Rz. 584

Verfassungsrechtlich ist die Einführung einer solchen Kostenersatznorm dem Grunde nach nicht zu beanstanden, da die Erbrechtsgarantie nicht das (unbedingte) Recht gewährleistet, den Eigentumsbestand von Todes wegen ungemindert auf Dritte zu übertragen.[963] Allerdings ist fraglich, ob sich angesichts der Abschaffung der Erbenhaftung in § 35 SGB II, der Ausnahmen zur Erbenhaftung in § 102 Abs. 5 SGB XII selbst und der Nichtaufnahme der sozialhilferechtlichen Erbenhaftung in die Eingliederungshilfe des SGB IX die Ungleichbehandlung zu den verbliebenen Fällen noch begründen lässt. Warum haften die Erben, wenn der Leistungsbezieher seine Existenz durch Hilfe zum Lebensunterhalt statt durch Grundsicherung sichern musste? Hinsichtlich eines aus einer selbstbewohnten Immobilie bestehenden Schonvermögens führt die Differenzierung nämlich zu dem eigenartigen Ergebnis, dass dauerhaft voll erwerbsgeminderte und über 65-jährige Leistungsbezieher von Grundsicherungsleistungen dieses Schonvermögen ohne weiteres vererben können, zeitweise voll Erwerbsgeminderte aber nicht.

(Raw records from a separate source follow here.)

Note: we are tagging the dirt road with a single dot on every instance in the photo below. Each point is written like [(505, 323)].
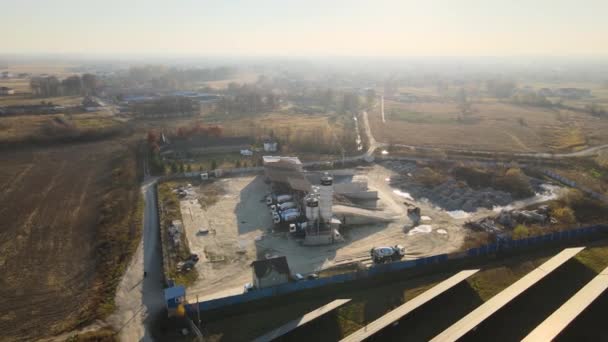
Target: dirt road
[(139, 300), (373, 145)]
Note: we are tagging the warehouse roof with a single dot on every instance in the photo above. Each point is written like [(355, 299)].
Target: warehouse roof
[(298, 322), (263, 267), (398, 313), (554, 324), (474, 318)]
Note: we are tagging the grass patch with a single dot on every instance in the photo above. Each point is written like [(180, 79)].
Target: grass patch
[(100, 335), (596, 257), (121, 226), (169, 210), (417, 117)]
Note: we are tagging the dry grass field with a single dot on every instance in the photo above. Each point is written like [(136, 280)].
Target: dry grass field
[(61, 225), (493, 126), (28, 99), (54, 68), (16, 129)]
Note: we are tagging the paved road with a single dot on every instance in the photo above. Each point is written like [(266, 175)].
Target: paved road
[(139, 300)]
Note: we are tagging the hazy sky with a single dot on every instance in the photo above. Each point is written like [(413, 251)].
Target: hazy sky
[(304, 28)]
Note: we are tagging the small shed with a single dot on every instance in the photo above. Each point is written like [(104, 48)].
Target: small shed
[(270, 272), (174, 296), (270, 146)]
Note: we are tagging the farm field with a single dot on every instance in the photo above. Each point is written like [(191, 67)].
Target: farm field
[(53, 233), (14, 129), (493, 126)]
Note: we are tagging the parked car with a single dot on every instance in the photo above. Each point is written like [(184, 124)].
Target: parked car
[(248, 287), (386, 254)]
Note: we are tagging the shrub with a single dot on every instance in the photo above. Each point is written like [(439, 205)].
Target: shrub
[(520, 232), (564, 215)]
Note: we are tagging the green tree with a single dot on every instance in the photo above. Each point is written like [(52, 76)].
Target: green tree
[(370, 97), (520, 232)]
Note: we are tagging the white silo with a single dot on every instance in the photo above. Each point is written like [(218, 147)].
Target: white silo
[(326, 196), (312, 208)]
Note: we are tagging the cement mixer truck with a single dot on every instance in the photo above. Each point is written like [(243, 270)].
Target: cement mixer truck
[(382, 255)]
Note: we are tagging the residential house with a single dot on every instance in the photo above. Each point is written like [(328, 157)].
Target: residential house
[(6, 91)]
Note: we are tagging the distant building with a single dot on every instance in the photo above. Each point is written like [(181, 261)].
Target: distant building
[(572, 93), (270, 272), (174, 297), (91, 104), (270, 146), (6, 91), (205, 145)]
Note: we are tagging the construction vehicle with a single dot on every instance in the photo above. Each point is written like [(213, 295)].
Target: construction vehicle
[(387, 254), (286, 205), (278, 199)]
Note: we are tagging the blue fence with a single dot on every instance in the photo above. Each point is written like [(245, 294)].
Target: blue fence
[(501, 245)]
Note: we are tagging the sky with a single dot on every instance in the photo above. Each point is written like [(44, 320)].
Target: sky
[(306, 28)]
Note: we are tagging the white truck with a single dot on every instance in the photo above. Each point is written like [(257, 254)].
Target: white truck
[(286, 205), (387, 254), (272, 199)]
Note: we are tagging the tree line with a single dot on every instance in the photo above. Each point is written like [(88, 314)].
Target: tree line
[(49, 86)]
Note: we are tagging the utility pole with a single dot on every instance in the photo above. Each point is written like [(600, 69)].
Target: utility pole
[(198, 313)]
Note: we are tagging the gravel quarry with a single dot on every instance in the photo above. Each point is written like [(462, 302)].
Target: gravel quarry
[(240, 231), (229, 226)]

Warum wird vom überlebenden Ehegatten kein Kostenersatz verlangt, von seinen Erben, falls er vorverstirbt aber schon?

 

Rz. 585

Die Beispiele zeigen, dass das Nachrangprinzip in den Systemen der sozialen Sicherung nicht konsequent durchgehalten ist und letztendlich das Problem des Erbens in Familien mit Beziehern nachrangiger Sozialleistungen nicht mehr wirklich durchdacht und normiert ist. Die Ergebnisse wirken jedenfalls beliebig.[964]

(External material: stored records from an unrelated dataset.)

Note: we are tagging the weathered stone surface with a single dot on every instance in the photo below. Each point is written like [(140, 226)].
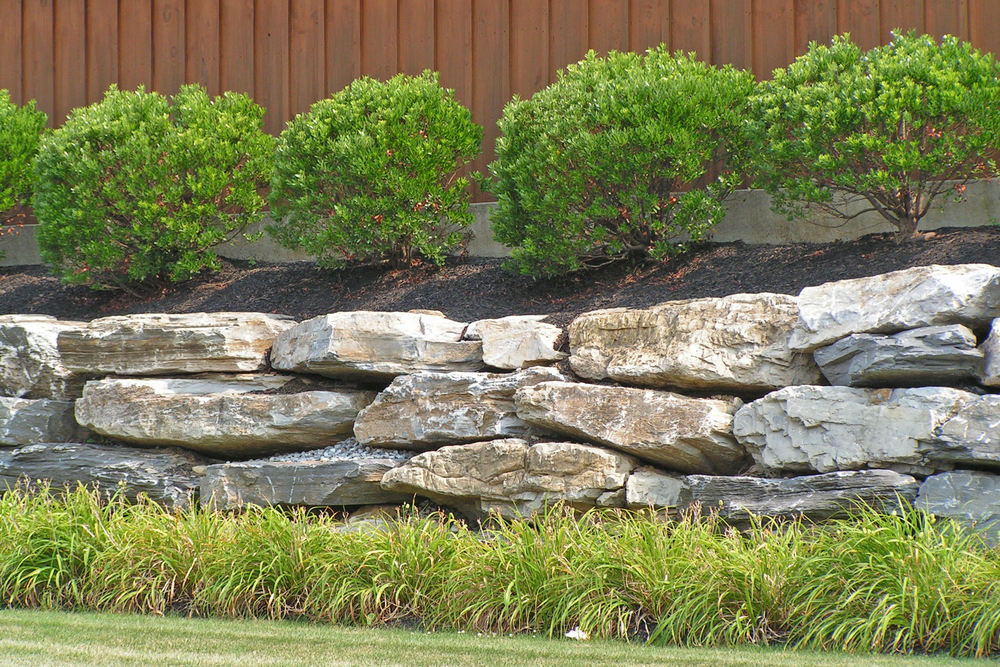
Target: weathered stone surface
[(736, 499), (693, 435), (218, 416), (30, 363), (374, 345), (822, 429), (924, 296), (970, 497), (734, 343), (306, 483), (27, 422), (157, 344), (512, 477), (516, 342), (168, 476), (919, 357), (426, 410)]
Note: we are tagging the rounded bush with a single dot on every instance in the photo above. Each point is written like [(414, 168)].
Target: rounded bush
[(887, 130), (371, 173), (612, 160), (135, 188)]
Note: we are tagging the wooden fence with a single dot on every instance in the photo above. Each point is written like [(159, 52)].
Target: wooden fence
[(289, 53)]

[963] BVerfG v. 22.6.1995 – Az.: 2 BvR 552/91, BVerfGE 93, 165, 174; BVerfG v. 28.10.1997 – Az.: 1 BvR 1644/94, NJW 1998, 743; ausführlich Oestreicher/Decker, SGB II/SGB XII, § 102 Rn 15, 16.
[964] Ebenso Bieritz-Harder/Conradis/Thie/Conradis, LPK-SGB XII, § 102 Rn 21.